The decision was unanimous from Stanley Marcus, an appellate judge on the 11th circuit, as well as US district judges Anna Manasco and Terry Moorer. Marcus was appointed by President Bill Clinton while Manasco and Moorer were appointed by Donald Trump.

“Once again, Alabama has openly defied our laws in order to disenfranchise Black voters. Thankfully, the district court has rejected Alabama’s defiance. The court has once again confirmed that Black voters deserve two opportunity districts. We look forward to ensuring that the special master draws a map that provides Black voters with the full representation in Congress that they deserve,” said Deuel Ross, an attorney with the NAACP Legal Defense and Educational Fund, that represents some of the challengers in the case, which include Alabama voters and civic action groups.

The court-appointed special master, Richard Allen, a former deputy chief attorney general and commissioner of the Alabama department of corrections. The cartographer is David Ely, a California-based redistricting expert who has advised numerous states and localities on redistricting issues.

The court gave the two men until 25 September to come up with three proposals that “include either an additional majority-Black congressional district, or an additional district in which Black voters otherwise have an opportunity to elect a representative of their choice”. Their proposals must also comply with the Voting Rights Act and other constitutional requirements.

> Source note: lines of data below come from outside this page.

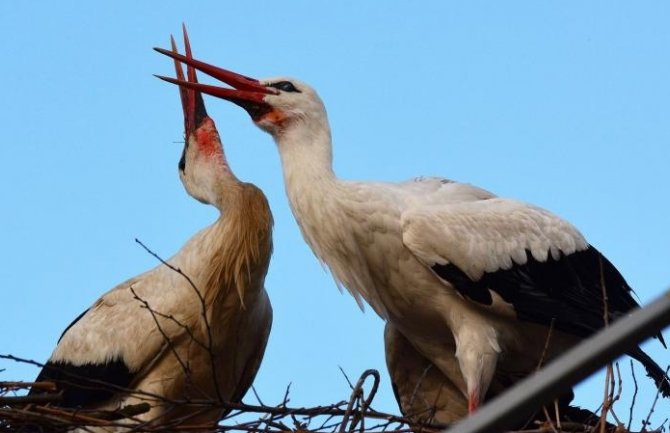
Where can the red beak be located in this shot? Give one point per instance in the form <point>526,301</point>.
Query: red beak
<point>247,92</point>
<point>191,99</point>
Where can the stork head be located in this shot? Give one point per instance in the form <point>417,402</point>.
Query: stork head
<point>276,105</point>
<point>202,168</point>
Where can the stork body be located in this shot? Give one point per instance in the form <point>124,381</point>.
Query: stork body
<point>194,328</point>
<point>449,265</point>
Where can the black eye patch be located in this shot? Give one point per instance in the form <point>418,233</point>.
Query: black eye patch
<point>285,86</point>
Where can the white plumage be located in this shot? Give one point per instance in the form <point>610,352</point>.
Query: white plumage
<point>192,329</point>
<point>449,265</point>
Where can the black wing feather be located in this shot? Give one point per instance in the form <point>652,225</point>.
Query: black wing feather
<point>567,290</point>
<point>86,384</point>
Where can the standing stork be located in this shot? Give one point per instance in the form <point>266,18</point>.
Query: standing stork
<point>195,327</point>
<point>455,269</point>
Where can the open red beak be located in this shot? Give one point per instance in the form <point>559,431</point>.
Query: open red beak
<point>191,99</point>
<point>247,92</point>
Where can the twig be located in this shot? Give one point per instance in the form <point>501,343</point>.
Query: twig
<point>632,404</point>
<point>653,405</point>
<point>203,312</point>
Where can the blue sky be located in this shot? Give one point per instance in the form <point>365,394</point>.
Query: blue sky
<point>562,104</point>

“Sixty years ago, former governor George Wallace stood in the schoolhouse door to stop Black people from desegregating the University of Alabama. He moved only when the federal government forced him to do so. History is repeating itself and the district court’s decision confirms that Alabama is again on the losing side. We demand that Alabama again move out of the way and obey our laws – we demand our voting rights,” groups representing the plaintiffs said in a joint statement.